«(…) Agradeci, voltando ao silêncio constrangido. Sentia todos os olhares sobre mim. Aguentava os reparos o melhor que podia, ainda não me fizera inteiramente ao papel de senhora do castelo, durante as ausências de meu pai e da mulher. Ele, em permanentes negociações ou conflitos, ela, noutro castelo dos senhorios dos Manuel. Fora custoso passar do cativeiro para a residência de meu pai, de uma magnificência que dir-se-ia superar a da corte de Afonso XI. A liberdade viera com encargos que me eram estranhos. Mas empenhava-me, lutando para mostrar dignidade, uma segurança que não possuía e um sorriso afável, que calava fundo nos que me reviam após anos de ausência. Era o dever que a estirpe me impunha, tão muito diferente de tantas mulheres que fizeram de Castela o que era no nosso tempo. Um reino de mulheres poderosas.
Terras de fronteira, com os seus
senhores enviados para auxiliar o rei nas guerras com os mouros, os castelos e
as povoações circundantes haviam crescido como pequenos reinos, onde as
mulheres asseguravam que o quotidiano não seria alterado durante as longas
ausências dos homens guerreiros, conservando as terras vivas e a organização
dentro das muralhas. Viajantes e convidados de outros reinos, até cavaleiros que
corriam o mundo cristão ou que aqui vinham para participar em torneios,
estranhavam o poder das mulheres castelhanas.
A segurança militar fora entregue
por meu pai a um alcaide que mantinha de reserva centenas de soldados e guardas.
Manter Peñafiel inviolável era a sua tarefa.

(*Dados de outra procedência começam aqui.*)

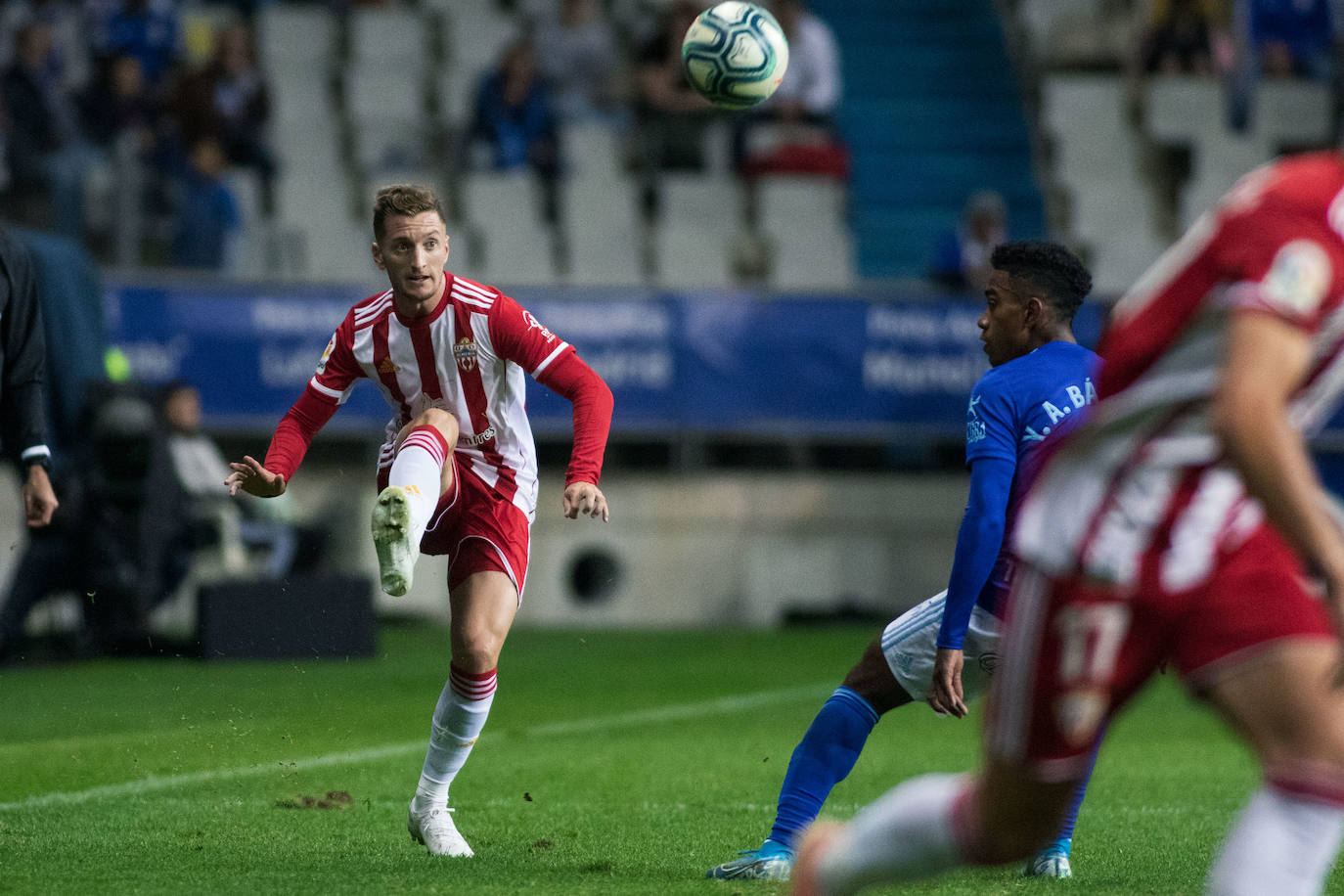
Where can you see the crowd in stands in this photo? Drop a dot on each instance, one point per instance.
(104, 94)
(107, 103)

Regressei ao convidado que
merecera a honra de se sentar à minha direita, conforme as regras fixadas por
meu pai e de que o mordomo-mor de Peñafiel sabia todos os preceitos. Álvaro Nuñez
era um fidalgo da velha aristocracia castelhana e, como todos os outros,
olhava-me como um troféu apetecido, ocultando mal a gula pelo elevado dote que
poderiam levar para casa se a minha mão lhe fosse concedida. Nos cálculos dos
pretendentes, eu perdera valor com o repúdio do rei de Castela, como uma
mercadoria usada. Já qualquer um me podia reclamar para esposa, perdida a
esperança de um casamento numa família real. Mas não era esse o entendimento de
meu pai e nunca fora o meu. Segura de que a minha mão acabaria por ser dada a
quem valesse mais e não figurando Álvaro Nuñez nos pretendentes que o senhor
daquele castelo tinha em mente para â filha, deixei o orgulho responder:
Meu pai conserva a forte tradição
familiar de receber os seus convidados com os maiores obséquios. Ninguém deverá
sentir a esta mesa que pertence a uma estirpe inferior.
Se Álvaro Nuñez sentiu horror com
as minhas palavras não o mostrou, mantendo o sorriso elegante no rosto moreno e
esguio». In Isabel Machado, Constança, A Princesa traída por Pedro e Inês, 2015,
A Esfera dos Livros, 2015, ISBN 978-989-626-718-6.